For more information on shared decision making, feel free to explore some of the medical centers spearheading this approach, like Dartmouth and Mayo Clinic .
About
Engineering Shared Decision-Making Into My Practice
Shared decision making can be very rewarding for both patients and doctors; however, it requires time. This makes Concierge Medicine the optimal practice model for shared decision making. My practice is small, freeing me up to collaborate with my patients and help personalize difficult decisions.
However, shared decision making takes more than time. Doctors must be willing to share control of decisions with patients. This takes experience and empathy. The patients in my concierge practice are intelligent and independent thinkers. Some have travelled the world and bring tremendous experience to the table. After working with them, learning from them, and listening to their needs for 25 years, sharing control comes naturally to me.
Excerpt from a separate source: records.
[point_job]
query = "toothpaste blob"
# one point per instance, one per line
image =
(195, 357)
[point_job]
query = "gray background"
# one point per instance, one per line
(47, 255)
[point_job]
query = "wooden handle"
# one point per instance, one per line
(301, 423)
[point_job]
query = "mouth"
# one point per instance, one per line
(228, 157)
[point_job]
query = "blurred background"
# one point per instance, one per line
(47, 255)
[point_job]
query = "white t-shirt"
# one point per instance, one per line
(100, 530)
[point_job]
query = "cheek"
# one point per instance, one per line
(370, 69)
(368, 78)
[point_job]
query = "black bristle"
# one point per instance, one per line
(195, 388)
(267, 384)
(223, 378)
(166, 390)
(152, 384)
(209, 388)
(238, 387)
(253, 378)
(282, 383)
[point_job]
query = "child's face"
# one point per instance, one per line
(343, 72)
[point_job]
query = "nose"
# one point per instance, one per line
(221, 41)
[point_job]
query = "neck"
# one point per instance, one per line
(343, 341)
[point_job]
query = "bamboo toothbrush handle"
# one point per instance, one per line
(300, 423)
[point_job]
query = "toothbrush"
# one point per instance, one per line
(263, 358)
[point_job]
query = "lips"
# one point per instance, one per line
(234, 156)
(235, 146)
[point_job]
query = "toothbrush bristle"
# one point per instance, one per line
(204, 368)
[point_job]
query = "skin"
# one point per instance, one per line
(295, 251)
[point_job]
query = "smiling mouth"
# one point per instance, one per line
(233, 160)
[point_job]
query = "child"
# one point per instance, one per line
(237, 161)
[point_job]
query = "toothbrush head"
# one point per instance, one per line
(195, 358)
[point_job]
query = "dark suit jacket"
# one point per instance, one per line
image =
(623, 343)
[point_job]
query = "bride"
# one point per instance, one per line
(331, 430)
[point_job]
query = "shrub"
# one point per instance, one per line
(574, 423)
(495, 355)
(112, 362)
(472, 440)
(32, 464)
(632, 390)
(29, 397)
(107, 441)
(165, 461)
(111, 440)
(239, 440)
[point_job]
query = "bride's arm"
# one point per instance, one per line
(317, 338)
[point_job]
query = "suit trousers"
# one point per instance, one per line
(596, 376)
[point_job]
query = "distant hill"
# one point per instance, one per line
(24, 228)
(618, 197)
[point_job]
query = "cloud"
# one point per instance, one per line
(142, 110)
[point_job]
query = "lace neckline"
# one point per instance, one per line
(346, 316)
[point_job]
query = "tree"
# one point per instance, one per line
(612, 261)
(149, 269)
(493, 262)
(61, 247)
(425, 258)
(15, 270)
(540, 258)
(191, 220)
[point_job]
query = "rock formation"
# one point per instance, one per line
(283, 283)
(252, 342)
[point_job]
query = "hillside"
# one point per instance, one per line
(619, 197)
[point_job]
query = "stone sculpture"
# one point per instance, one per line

On the other hand, despite the intelligence and independence of patients, patients can still be vulnerable. Patients know less than specialists. They often fall prey to specialists with bias and conflicts of interest. They are sold tests for diagnoses they don’t have, and treatments for diseases they don't need. To protect patients for this I have designed my practice to empower them. This is accomplished by: ensuring I am free from bias and conflict of interest, teaching my patients how to apply critical thinking to medical decisions, and providing them with a large pool of alternative options with my comprehensive approach . My goal is to level the information player field between patient and specialist. Once empowered, I can help patients apply their personal values and preference to difficult decisions, ensuring we make the decision that is best for them.
Fortunately, patients can be empowered and learn how to evaluate any claim objectively for themselves. Other resources include your primary care doctor and AI platforms.